The tale unfolds in the not-obviously romantic city of Boston, where florist Jessie (Maggie Grace) is trying to branch out into the wedding-planning business. This is proving tricky, since a video of her accidentally skydiving into a lakeside marriage ceremony and knocking the bride into the water has recently gone viral.
But one day, her big break arrives: she is hired to organise the forthcoming nuptials of a young and handsome mayoral candidate (Dennis Staroselsky) instead of Lawrence Phillips (Jeremy Irons), the punctilious doyen of the town’s event-planning circuit. Phillips is a widower, though his friends have decided to set him up on a blind date with a twist: the twist being that his date is in fact blind. Enter Keaton, being dragged by her guide dog directly into a pyramid of champagne coupes that Lawrence and his staff have spent the morning painstakingly stacking. This is one of those romcoms in which the only way characters ever seem to meet is via some kind of physical collision.
“I think the politically correct term is ‘visually impaired date,’” joshes Keaton’s Sara, who refuses to live as a victim, despite Dugan’s script painting her for the most part as a blundering oaf. In the face of such tenderness and charm, Irons’ frosty demeanour thaws almost instantly, and soon the pair are picnicking in the park together, while Sara tells him about her work as a photographer: essentially, she points her camera towards interesting noises and clicks, and later back at her apartment the pair will bond over a series of images which show her being run over by a delivery cyclist. (Really.)

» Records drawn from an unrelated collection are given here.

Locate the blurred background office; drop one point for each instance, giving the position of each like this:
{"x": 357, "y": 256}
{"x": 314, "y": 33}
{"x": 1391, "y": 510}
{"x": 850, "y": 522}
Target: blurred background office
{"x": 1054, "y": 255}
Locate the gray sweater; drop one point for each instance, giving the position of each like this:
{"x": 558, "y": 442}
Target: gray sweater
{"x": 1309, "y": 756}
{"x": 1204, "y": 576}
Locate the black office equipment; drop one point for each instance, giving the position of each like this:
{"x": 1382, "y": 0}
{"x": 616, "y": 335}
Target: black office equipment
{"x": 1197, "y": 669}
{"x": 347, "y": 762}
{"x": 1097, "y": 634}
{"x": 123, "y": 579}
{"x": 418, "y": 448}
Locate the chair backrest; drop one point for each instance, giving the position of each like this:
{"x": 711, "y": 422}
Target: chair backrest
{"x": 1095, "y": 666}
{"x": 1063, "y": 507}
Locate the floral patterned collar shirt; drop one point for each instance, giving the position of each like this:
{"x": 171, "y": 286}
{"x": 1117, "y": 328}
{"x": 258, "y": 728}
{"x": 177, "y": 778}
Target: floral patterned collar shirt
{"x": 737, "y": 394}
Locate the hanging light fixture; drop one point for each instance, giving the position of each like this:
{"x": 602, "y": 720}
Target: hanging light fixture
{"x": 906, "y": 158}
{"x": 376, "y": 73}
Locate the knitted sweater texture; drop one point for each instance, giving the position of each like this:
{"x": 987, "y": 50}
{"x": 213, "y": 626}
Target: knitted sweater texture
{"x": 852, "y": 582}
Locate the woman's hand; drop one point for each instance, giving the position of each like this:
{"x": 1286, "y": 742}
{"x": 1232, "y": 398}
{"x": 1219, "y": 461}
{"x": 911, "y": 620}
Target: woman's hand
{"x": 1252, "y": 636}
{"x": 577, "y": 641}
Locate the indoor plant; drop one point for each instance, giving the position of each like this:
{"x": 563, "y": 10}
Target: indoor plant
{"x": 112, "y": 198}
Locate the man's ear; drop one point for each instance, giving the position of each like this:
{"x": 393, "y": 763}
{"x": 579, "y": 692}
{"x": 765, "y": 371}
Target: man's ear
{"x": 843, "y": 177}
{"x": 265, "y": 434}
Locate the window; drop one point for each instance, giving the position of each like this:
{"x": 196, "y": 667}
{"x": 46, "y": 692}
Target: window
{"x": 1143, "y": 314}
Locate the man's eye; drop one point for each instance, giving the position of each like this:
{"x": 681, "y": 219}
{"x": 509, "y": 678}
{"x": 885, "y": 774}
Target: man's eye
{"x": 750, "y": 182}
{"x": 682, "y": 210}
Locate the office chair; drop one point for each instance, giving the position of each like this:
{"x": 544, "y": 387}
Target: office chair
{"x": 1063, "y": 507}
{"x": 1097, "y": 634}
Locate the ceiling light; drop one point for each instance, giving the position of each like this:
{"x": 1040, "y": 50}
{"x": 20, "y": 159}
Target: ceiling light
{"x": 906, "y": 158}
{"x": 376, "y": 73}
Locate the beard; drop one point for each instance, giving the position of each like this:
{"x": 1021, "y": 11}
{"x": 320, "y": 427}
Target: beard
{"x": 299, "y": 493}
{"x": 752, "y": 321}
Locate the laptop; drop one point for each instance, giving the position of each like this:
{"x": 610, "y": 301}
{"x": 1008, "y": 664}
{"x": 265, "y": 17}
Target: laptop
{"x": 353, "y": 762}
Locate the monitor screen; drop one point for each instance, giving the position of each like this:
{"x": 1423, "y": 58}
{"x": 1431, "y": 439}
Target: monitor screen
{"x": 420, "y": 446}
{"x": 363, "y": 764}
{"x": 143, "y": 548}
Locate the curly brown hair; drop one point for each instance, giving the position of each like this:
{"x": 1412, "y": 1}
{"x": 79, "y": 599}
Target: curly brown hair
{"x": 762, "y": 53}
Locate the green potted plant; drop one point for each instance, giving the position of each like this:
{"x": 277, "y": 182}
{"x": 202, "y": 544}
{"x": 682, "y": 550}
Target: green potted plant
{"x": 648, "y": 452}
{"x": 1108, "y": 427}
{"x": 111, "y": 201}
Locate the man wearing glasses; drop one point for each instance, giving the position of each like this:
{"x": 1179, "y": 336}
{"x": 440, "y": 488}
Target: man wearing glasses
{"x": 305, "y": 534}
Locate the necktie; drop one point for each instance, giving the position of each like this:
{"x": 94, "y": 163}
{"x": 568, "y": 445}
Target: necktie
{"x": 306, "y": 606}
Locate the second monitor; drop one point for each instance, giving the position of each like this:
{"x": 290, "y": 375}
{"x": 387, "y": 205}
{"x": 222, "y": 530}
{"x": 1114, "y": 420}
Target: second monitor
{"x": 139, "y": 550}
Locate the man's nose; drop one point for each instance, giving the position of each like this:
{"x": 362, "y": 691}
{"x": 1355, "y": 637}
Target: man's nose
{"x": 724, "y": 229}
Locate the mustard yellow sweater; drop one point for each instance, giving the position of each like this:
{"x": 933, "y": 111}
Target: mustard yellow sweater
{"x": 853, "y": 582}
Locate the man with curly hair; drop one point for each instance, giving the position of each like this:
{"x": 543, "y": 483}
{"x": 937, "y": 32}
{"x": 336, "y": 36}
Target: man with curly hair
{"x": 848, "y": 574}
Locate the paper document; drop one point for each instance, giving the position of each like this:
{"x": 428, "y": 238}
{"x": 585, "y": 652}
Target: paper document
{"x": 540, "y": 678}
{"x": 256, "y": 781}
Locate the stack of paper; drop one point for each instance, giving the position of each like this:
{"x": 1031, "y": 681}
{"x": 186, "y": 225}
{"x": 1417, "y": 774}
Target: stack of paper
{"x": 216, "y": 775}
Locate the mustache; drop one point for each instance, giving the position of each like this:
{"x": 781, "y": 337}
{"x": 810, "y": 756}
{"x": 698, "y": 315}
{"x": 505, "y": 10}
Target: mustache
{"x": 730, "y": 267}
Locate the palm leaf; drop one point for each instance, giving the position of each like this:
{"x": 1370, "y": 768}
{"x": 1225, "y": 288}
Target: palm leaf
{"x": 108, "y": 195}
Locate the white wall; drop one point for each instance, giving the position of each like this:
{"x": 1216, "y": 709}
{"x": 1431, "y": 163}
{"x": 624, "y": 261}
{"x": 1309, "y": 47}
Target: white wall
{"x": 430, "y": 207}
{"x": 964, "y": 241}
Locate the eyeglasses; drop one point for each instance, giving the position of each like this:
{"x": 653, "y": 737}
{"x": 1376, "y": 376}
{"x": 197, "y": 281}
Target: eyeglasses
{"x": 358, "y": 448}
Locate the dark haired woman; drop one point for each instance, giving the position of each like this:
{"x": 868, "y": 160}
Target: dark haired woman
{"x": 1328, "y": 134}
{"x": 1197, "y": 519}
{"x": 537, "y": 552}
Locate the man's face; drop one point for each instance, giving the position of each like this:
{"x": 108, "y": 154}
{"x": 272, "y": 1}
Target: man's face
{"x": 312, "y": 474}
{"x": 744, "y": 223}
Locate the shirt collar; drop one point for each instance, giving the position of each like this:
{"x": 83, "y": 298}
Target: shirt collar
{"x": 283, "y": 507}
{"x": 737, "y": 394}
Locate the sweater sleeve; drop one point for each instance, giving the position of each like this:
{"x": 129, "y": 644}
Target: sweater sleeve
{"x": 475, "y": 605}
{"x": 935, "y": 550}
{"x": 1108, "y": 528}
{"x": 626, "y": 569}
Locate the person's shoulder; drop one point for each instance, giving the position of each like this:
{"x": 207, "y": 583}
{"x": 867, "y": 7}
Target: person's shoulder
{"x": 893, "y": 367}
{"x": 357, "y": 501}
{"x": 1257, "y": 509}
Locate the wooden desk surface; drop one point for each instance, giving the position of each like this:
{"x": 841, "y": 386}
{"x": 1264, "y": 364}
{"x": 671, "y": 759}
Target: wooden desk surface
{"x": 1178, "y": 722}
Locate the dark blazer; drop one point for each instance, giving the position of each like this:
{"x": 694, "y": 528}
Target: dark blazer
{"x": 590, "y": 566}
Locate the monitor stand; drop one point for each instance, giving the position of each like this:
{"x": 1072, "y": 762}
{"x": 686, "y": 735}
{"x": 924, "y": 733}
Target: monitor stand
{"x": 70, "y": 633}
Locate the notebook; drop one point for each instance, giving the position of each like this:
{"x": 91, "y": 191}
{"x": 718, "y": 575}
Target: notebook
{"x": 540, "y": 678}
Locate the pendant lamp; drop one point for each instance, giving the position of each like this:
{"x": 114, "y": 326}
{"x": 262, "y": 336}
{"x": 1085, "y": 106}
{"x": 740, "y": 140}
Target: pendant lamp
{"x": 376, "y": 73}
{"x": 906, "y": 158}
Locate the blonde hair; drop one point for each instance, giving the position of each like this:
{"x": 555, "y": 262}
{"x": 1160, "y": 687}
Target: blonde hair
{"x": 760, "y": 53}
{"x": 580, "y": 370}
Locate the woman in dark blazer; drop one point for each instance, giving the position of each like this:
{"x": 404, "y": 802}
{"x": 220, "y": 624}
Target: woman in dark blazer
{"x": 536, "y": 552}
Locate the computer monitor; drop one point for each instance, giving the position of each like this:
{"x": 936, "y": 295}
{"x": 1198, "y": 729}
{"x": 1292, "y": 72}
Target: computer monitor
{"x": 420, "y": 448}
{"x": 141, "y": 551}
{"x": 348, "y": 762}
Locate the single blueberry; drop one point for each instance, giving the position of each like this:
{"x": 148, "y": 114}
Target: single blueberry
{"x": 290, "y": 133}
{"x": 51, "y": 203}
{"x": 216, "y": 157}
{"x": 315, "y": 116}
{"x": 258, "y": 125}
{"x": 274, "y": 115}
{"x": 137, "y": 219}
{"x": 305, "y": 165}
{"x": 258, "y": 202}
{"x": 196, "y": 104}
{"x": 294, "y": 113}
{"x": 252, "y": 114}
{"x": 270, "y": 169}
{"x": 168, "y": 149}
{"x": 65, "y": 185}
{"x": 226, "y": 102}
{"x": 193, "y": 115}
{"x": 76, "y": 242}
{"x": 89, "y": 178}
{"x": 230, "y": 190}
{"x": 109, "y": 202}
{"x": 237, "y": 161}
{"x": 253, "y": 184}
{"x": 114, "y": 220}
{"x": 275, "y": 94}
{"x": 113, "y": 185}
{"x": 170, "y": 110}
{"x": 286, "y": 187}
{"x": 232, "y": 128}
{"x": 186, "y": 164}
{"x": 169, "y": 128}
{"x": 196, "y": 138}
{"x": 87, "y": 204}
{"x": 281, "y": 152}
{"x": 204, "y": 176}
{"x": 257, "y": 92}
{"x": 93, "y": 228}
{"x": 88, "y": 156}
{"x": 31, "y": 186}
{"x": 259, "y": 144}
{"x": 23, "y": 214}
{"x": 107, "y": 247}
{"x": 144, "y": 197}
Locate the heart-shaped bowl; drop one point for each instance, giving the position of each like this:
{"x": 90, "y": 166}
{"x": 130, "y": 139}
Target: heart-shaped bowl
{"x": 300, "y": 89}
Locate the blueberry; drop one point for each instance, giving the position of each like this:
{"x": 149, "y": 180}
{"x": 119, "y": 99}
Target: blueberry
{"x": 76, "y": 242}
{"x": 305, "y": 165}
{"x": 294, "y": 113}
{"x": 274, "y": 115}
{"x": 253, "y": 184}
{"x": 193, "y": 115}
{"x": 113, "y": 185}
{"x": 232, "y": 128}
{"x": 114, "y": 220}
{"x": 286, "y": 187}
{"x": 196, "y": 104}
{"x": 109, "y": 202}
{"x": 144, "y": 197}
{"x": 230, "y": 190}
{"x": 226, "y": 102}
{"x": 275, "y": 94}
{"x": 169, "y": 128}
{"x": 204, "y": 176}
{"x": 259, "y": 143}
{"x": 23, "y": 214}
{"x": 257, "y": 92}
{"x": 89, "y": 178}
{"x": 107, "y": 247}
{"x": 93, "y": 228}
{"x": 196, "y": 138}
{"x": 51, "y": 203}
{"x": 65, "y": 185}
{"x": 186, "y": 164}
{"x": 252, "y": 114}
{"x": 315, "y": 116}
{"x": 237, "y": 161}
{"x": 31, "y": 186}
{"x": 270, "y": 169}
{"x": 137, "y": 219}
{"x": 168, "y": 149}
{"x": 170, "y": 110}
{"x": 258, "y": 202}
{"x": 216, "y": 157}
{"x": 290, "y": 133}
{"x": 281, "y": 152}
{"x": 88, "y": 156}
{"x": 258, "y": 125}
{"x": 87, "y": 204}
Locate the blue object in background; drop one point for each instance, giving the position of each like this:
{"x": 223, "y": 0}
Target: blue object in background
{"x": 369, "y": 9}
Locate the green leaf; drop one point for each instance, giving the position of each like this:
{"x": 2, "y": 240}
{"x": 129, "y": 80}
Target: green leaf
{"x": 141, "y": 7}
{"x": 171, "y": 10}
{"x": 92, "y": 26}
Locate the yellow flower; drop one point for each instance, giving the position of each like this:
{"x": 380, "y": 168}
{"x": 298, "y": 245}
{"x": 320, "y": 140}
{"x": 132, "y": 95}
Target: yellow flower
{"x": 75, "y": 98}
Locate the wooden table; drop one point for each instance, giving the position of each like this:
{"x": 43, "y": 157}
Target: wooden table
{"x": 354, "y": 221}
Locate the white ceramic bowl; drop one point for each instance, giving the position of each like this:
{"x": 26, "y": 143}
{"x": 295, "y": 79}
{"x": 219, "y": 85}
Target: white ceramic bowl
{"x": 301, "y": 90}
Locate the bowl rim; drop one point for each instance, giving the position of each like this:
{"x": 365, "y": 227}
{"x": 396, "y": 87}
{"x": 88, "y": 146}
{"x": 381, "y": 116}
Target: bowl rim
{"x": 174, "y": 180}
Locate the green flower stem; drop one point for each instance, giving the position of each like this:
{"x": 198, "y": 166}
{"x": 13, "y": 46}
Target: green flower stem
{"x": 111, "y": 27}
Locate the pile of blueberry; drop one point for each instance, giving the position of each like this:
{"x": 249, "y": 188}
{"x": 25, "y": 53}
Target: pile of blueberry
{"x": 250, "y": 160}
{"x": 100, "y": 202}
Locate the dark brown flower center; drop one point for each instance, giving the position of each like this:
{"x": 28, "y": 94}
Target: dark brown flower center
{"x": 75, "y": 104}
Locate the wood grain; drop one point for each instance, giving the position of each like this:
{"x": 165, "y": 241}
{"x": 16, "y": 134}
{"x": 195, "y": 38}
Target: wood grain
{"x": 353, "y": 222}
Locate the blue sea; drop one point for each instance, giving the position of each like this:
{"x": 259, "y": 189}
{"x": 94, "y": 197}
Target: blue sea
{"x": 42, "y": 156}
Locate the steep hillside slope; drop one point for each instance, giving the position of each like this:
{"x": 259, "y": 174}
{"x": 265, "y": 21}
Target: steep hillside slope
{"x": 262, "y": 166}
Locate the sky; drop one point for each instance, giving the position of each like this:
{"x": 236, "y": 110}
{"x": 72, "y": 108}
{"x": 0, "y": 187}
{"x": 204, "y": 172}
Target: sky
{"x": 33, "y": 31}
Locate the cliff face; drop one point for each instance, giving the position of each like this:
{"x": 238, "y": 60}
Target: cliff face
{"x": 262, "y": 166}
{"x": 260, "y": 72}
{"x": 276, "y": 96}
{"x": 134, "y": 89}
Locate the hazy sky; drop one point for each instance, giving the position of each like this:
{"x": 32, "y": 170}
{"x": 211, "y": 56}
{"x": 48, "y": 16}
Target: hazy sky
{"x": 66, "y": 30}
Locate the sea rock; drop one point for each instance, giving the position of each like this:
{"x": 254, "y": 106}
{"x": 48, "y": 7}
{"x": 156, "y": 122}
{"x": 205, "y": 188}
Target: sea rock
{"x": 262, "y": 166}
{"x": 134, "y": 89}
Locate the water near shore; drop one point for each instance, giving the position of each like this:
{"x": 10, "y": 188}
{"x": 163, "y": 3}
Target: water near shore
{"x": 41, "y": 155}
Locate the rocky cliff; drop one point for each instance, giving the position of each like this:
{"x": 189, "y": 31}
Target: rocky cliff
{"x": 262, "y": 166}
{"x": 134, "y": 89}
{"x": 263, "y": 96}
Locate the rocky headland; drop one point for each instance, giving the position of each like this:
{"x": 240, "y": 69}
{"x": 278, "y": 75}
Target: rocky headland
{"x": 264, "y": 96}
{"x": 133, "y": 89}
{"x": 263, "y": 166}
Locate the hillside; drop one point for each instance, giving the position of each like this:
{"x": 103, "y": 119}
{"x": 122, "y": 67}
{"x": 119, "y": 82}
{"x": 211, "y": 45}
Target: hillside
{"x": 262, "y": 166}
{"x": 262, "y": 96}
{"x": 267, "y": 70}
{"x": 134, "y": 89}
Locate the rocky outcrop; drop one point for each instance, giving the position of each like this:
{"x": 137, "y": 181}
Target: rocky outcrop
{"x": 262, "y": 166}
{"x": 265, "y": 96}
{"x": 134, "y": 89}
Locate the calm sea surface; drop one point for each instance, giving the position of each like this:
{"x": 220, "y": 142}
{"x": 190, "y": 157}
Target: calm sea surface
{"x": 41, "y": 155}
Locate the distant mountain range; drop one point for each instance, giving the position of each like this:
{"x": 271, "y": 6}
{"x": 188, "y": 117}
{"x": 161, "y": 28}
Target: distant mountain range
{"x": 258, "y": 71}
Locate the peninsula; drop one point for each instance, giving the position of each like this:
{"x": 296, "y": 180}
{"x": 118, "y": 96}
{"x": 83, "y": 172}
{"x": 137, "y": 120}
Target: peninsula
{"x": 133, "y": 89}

The Keaton-Irons romance is but one strand among many, all of which end up haphazardly knotted around the society wedding Jessie is trying to organise. The others run the gamut from tacky to grotty, and are only notable for how little chemistry is shared by any of the participants. The worst involves the mayoral candidate’s hapless brother (Andy Goldenberg) taking part in a reality television stunt in which he is chained to a Russian stripper played by the comedian Melinda Hill, whose gifts do not extend to Russian accents. (Dugan himself, the director of a couple of early Adam Sandler hits and many more of his recent misfires, cameos as the show’s drunken and dyspeptic host.)
Another involves an unsigned rock band who are allegedly far too hip and talented to accept Jessie’s invitation to play at the reception, though in the real world would be lucky to secure a gig at a family barbecue; while another still features an amiable tour guide (Andrew Bachelor, aka social media personality King Bach) who falls for a customer with a distinctive glass slipper tattoo and ends up scouring the city for her, Prince Charming-style, improbably assisted by the local TV news.
The film switches between these storylines apparently at random, sometimes cutting to a local busker (Elle King) in between, whose insipid strummings are meant to serve as a commentary on the surrounding events. “Don’t blame love,” she caws during one such interlude, “the blame is on us.” The admission of liability is welcome, at least.